It’s tough to coordinate things when you and your kids head to an OCR event. Bringing extra clothes for everyone and managing start times so everyone can be seen can be a major headache. Here’s an idea though, why not find a Kids Obstacle Challenge race near you? It’s just for the kiddies, although parents can run along within the non-competitive waves and everything is designed just for your little one! I had the great pleasure of attending the June 16 event held in Chicago with my 3 little ones and found it to be a great way to get the kids active and enjoy some family fun. KOC had set-up 14 obstacles along a 1.75-mile course within the Ned Brown Preserve in Rolling Meadows for a thrilling test for the youngsters. There was plenty of space at the park and KOC made great use of it by keeping their course in easy viewing for the multitude of spectators watching their little ones having a blast. Registration was a breeze in the early going as not many parents signed their children up for the opening competitive wave, but the lines became much longer later in the day when the open runners checked in. So, a little hint here mom and dad, if your child is competitive sign them up for the early wave as I found this to be the least attended wave of the day and had virtually no obstacle backups. Your child will get chip timing and could win a Razor product if they finish in the top 3 of their respective age group. Later on in the day when the open waves race I found the course to be really packed up at obstacles with many more athletes as well as their parents on the course at the same time.
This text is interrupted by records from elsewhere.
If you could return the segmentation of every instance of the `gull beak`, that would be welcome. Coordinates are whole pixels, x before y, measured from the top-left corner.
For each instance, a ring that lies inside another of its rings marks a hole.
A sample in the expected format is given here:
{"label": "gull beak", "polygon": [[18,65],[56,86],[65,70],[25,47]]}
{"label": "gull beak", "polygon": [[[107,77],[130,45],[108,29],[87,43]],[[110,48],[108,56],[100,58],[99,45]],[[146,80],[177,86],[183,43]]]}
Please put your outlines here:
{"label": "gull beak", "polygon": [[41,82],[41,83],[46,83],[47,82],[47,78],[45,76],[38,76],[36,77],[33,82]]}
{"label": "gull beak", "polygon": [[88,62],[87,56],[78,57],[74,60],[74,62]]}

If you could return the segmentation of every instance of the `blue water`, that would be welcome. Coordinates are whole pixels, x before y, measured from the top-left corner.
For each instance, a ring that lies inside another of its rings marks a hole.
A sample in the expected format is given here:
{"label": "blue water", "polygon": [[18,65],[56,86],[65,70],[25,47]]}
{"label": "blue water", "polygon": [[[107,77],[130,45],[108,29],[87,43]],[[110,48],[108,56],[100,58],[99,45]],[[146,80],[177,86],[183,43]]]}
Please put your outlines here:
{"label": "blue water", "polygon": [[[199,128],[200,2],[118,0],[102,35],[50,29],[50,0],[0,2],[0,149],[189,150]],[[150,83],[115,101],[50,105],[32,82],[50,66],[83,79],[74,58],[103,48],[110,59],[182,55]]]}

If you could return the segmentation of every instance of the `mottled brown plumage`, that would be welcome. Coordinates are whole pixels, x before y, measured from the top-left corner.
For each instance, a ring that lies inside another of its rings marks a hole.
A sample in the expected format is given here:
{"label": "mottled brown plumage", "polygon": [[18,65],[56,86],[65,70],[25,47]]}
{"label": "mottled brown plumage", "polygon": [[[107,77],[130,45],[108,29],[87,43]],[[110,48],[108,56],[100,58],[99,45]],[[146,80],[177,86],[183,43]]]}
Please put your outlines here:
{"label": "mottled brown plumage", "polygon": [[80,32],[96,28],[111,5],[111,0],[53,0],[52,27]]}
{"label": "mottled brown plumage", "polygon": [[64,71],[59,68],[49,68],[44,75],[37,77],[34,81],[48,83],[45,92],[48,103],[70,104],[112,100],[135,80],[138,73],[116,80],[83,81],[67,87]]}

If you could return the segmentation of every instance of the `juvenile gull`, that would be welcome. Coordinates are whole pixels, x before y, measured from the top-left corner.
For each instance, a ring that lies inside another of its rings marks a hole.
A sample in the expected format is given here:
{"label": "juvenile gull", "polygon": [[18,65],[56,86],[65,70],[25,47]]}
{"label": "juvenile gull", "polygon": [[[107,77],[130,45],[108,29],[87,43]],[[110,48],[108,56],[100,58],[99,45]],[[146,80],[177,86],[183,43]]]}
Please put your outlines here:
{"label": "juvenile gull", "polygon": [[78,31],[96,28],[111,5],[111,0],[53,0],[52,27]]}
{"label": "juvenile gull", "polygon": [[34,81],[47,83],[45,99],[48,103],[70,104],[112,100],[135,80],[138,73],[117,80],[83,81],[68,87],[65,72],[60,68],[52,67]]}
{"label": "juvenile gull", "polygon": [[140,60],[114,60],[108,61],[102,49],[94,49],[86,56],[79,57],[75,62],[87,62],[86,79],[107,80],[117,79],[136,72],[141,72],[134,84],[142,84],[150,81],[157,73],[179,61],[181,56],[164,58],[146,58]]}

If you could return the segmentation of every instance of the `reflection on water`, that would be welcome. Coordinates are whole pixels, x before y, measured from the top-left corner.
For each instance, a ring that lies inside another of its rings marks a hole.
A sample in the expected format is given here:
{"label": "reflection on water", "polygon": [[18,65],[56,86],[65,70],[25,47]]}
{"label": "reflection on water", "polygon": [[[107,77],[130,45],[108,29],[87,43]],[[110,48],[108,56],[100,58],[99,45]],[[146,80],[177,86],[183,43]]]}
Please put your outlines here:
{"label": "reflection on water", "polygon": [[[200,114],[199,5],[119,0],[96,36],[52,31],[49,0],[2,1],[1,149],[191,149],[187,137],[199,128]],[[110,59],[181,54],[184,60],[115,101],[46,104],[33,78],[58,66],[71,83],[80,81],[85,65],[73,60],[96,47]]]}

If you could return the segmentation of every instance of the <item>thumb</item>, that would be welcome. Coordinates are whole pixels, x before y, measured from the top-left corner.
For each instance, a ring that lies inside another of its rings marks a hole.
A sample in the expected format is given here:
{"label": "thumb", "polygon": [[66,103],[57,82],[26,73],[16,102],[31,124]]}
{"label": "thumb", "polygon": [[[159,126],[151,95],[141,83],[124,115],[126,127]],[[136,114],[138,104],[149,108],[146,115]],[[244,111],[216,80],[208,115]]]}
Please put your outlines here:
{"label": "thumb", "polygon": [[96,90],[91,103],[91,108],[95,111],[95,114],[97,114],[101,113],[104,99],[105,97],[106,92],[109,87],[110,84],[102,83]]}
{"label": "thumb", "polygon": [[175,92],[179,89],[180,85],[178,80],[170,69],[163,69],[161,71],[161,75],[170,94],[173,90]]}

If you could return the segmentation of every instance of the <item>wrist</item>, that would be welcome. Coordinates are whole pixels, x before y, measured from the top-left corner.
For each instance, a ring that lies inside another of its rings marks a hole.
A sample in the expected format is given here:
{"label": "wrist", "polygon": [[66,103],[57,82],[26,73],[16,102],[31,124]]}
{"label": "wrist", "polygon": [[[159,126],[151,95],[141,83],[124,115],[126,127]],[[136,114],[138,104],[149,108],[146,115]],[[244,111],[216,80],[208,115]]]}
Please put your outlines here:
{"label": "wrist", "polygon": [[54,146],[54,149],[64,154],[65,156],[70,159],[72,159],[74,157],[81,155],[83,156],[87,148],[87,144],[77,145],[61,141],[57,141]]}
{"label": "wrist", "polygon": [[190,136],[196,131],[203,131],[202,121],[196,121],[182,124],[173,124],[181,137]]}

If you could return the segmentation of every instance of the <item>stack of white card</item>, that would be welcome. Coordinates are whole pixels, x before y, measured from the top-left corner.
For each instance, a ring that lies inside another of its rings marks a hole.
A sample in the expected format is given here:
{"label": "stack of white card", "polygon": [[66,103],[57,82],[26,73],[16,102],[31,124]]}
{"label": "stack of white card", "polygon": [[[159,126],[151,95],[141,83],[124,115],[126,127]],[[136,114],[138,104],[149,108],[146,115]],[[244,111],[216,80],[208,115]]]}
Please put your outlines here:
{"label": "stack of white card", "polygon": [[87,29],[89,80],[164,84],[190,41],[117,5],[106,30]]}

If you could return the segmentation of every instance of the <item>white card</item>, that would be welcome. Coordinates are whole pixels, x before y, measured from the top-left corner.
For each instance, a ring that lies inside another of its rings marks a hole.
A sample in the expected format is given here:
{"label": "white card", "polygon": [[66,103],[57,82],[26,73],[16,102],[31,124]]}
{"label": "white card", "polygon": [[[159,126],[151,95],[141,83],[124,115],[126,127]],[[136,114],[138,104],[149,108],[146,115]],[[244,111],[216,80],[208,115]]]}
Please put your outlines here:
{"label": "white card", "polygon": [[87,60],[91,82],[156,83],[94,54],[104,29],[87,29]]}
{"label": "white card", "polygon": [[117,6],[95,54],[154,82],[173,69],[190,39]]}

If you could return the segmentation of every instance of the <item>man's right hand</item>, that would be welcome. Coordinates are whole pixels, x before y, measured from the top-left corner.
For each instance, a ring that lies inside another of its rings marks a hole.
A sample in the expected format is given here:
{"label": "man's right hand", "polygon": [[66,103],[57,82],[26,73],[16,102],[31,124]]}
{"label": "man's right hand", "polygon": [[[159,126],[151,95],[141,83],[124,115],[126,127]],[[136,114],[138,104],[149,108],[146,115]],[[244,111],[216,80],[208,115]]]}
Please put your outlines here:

KOC set up their starting corral next to the festival area where the emcee for the event got the kids pumped up for the start. Using a super soaker water gun only added to the excitement on this 95-degree day. Once we were thoroughly drenched the air horn blew and waves of parents with their children took off. The first obstacle along the way was a series of suspended punching bag type balloons which required racers to weave their way through before continuing to a series of A-frame type walls that needed to be traversed. Next up a shallow pool of ankle-deep water filled with colored floating balls needed to be crossed before dropping down on all fours for a set of low crawls. An A-frame with rock climbing holds sat in a pool of water and required racers to cross from one side to the other. I found this to be perhaps the toughest obstacle of the day and possibly the most fun for the youngsters. KOC followed up with an adult obstacle, the sandbag carry, but scaled it down to 5 and 10-pound bags with the carry distance being around 20 yards total.
The trail became a bit soggier now as the rain the previous night drained into this section of the course. Racers now encountered a spider web of bungee cords on them leading to a fun rope swing across a shallow water pit. I noticed the kids really liked playing Tarzan on this rope! No obstacle course can be complete without a cargo net climb, right? KOC chose this section of the trail to install their A-frame cargo climb with a group of car tires set up a short distance away for the high knees obstacle. The distance between obstacles lengthened a bit now during the last section of the course. Ladder walls, which the racers could either climb or go under was the next obstacle presented. A suspended balance pole with hanging ropes proved a tough task to manage as racers made their way around the last turn of the course where a rock climb with a slide down to the stickiest mud ever waited. I personally had to pull one of my kids out of this mess and I’m sure many a parent went looking for missing shoes in this muck after the race. The last obstacle along the way to the finish became a messy one as a net was suspended over a mud pit which got kids low and dirty before crossing the finish line and picking up their unique medal.
The KOC was an awesome family adventure as I saw smiling faces everywhere. The obstacles here were geared a little more towards younger racers as there wasn’t anything that older racers would fail to complete. KOC offered cool Razor Scooter products to the top 3 winners in each competitive age class and although the competitive waves were small, the competition for those scooters appeared fierce. One thing I noticed is a bit of an obstacle back up during the open waves. As a veteran racer I’d suggest making smaller waves staggered every 10-15 minutes apart instead of the larger waves every half an hour, or by adding another obstacle at each location along the course. Additionally, having a computer or tablet available for competitive racers to view their time would have been a valuable addition. The only people who knew their times were the top 3. The rest of the racers had to wait until Monday to see their results. Parking and pictures were free at this event which was certainly another plus. So, if you’re an OCR enthusiast, and I’m guessing you are if you’re reading this, grab the kids and hit a KOC event so that generation next can enjoy their own special race!